Nilda rose without saying a word and went to her mother. I watched her go and realized there was a heaviness about her that hadn’t been there before. I would have to try and talk to her one of these days, that girl Nilda.

“I can’t believe they’re still living like that,” Grandy said, coming out on the verandah again. “All these years and they’re still cussing and fighting? Man is trouble own self you know, Gloria. You would never believe all the trouble man can get you into. Lie, lie, lie. Nothing lie like man. And as changeable as star-apple leaf! Why they can’t stay with only one woman, God alone knows! Now that you’re going to high school and have your whole future in front of you, you have to stay far away from them. They can blighted your future!” Her eyes moved quickly over my thin frame, stripping me of my clothes, looking beneath my skin, past my bones all the way down into my body to see if it had started to mature, to see if my body had started to betray me. Not finding any evidence of what she was looking for, she looked relieved.
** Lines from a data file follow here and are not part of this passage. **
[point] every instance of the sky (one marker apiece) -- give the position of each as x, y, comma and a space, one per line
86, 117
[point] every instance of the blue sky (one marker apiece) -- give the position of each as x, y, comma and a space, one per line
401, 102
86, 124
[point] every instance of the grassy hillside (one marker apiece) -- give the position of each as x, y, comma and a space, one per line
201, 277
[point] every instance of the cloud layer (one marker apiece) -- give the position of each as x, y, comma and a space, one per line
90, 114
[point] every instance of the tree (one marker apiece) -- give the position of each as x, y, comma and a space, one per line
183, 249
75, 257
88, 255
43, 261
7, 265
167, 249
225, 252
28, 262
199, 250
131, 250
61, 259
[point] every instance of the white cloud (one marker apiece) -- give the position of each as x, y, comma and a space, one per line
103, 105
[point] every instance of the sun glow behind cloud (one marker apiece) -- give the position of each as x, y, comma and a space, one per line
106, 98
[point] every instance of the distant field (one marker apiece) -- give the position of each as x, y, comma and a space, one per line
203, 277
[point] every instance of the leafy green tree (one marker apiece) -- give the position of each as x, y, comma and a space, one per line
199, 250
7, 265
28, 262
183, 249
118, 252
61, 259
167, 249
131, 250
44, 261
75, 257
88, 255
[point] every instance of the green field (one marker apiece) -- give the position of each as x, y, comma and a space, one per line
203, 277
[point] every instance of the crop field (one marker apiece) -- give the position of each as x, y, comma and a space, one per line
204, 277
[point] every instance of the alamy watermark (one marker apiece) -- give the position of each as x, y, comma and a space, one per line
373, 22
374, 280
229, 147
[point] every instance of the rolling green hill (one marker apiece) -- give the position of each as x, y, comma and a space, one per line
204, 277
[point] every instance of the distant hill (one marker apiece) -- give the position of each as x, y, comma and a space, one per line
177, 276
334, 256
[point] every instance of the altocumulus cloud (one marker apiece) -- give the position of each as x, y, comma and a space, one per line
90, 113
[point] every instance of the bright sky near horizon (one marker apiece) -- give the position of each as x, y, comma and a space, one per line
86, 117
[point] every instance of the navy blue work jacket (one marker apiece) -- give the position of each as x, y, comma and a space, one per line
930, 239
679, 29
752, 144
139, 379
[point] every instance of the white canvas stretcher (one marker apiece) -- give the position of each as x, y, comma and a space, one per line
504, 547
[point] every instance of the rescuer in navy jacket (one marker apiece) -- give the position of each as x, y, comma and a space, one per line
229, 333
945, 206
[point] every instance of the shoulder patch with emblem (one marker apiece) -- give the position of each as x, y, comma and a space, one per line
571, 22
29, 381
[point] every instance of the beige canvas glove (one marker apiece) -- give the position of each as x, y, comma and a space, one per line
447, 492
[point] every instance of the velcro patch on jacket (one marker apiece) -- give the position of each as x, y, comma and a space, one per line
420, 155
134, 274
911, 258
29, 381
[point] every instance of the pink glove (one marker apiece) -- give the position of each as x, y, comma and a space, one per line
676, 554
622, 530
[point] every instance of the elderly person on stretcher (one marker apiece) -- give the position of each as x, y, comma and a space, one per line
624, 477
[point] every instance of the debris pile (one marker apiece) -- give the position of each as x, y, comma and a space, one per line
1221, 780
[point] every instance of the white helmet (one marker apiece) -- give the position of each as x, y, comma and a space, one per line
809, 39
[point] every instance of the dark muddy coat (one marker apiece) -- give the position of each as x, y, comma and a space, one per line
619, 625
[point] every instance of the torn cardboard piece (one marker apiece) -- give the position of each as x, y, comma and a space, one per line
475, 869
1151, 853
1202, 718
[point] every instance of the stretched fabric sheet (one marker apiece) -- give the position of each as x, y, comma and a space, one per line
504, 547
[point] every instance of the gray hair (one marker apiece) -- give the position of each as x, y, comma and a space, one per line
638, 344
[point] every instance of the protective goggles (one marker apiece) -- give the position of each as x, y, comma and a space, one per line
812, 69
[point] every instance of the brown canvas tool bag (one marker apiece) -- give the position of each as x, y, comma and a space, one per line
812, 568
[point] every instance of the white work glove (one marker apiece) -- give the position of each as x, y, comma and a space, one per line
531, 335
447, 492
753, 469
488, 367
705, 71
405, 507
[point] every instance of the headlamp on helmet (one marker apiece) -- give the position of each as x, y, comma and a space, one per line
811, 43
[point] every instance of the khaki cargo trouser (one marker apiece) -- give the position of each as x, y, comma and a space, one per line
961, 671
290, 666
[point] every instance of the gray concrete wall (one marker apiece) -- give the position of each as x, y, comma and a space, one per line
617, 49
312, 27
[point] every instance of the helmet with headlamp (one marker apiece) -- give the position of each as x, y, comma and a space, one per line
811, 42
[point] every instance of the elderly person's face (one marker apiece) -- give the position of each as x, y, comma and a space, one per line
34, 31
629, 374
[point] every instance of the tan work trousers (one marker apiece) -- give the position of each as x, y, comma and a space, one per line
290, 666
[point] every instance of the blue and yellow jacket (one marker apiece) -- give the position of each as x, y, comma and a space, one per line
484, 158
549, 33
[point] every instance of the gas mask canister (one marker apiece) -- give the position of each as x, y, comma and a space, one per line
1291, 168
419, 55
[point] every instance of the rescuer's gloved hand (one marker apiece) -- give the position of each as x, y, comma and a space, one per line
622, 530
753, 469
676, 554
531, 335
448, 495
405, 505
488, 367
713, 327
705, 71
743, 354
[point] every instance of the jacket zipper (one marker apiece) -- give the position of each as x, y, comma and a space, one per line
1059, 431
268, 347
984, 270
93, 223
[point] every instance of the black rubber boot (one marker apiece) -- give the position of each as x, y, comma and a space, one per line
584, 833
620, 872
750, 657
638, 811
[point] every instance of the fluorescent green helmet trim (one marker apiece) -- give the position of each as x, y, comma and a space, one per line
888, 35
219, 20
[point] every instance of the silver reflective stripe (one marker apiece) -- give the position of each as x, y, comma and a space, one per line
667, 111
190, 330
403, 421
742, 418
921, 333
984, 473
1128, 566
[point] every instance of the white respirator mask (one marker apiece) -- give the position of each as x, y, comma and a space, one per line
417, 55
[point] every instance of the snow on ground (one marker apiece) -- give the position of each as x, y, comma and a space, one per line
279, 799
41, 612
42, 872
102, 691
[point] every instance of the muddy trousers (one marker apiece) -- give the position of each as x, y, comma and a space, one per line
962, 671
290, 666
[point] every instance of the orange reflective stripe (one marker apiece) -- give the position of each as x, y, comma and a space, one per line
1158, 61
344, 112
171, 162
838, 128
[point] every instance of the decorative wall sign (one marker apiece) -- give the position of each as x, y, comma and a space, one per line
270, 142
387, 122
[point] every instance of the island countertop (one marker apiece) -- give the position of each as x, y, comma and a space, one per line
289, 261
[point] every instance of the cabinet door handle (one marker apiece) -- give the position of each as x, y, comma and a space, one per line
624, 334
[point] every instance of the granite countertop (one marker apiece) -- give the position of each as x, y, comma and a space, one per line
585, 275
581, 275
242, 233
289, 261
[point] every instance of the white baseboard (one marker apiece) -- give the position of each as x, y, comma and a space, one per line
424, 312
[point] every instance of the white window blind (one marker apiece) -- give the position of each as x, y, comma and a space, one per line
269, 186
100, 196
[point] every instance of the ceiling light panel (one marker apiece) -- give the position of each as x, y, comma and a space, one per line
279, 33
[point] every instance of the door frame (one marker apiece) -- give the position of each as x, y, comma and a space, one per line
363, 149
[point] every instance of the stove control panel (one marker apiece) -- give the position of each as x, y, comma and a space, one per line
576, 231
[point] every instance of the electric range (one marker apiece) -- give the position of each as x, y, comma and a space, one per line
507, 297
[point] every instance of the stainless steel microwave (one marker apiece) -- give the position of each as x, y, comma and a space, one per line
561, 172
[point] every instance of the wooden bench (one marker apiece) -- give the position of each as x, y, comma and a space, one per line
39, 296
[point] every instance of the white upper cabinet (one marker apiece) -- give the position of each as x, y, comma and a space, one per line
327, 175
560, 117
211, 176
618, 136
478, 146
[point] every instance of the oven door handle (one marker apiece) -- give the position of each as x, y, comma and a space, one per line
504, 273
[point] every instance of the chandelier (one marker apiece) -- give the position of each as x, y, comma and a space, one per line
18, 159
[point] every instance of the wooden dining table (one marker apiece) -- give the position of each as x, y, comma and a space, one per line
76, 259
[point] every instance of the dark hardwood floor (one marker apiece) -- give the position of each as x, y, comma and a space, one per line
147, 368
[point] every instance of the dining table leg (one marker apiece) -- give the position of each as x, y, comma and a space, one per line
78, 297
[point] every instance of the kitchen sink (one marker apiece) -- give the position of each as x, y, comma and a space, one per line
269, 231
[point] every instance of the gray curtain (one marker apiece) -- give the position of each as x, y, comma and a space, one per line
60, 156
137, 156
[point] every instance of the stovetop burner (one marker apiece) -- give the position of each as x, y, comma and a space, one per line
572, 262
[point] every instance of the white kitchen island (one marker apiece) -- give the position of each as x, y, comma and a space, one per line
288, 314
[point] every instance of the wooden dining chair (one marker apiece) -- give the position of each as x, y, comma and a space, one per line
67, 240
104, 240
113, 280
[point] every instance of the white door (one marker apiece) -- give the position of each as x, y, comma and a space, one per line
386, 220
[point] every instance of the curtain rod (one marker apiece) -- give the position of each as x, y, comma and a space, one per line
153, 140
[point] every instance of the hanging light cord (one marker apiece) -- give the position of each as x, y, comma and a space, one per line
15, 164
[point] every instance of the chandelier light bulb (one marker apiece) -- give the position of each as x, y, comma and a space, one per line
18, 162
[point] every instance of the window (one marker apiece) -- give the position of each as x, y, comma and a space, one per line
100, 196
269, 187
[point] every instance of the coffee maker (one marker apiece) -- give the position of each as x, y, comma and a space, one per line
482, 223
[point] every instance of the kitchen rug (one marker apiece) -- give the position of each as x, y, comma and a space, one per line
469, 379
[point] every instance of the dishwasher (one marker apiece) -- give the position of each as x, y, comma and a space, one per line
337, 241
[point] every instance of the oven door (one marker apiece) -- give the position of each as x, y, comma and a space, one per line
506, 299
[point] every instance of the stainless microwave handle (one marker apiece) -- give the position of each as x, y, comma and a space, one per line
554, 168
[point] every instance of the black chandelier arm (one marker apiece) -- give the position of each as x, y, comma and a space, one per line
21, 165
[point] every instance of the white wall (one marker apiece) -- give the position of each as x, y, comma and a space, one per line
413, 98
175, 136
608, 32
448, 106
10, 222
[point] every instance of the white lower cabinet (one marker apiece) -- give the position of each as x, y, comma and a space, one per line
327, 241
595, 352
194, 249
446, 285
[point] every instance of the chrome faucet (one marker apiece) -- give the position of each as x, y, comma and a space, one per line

“Well, anyway,” Grandy said, “you still a little girl. We still have time to work on you.”

I wasn’t sure what it meant – them working on me – but I knew it had something to do with becoming a woman. I did not know what made one a woman, I only knew that becoming one was very dangerous. Something to lead one astray. I only had to look at the women around me. The way something about their bodies had betrayed them. Rachel. Nadia. My mother. This woman thing involved something, I concluded long ago, easily lost and almost impossible to regain. I was glad I was not yet a woman. Was far, far, in fact, from becoming one – though if anyone asked me what made one a woman, I would not know what to say.

I got up and followed Grandy into the house. I went over to where the pink dress was hanging and took it out of the plastic bag knowing my grandmother would look over and see it.

“Oh!” Grandy said when she saw the dress, a gleam coming into her eyes. “ Now, isn’t that a beauty.” She came over and took the dress and felt its material. “Such a beauty. Oh, what a beauty is this sheer pink dress!”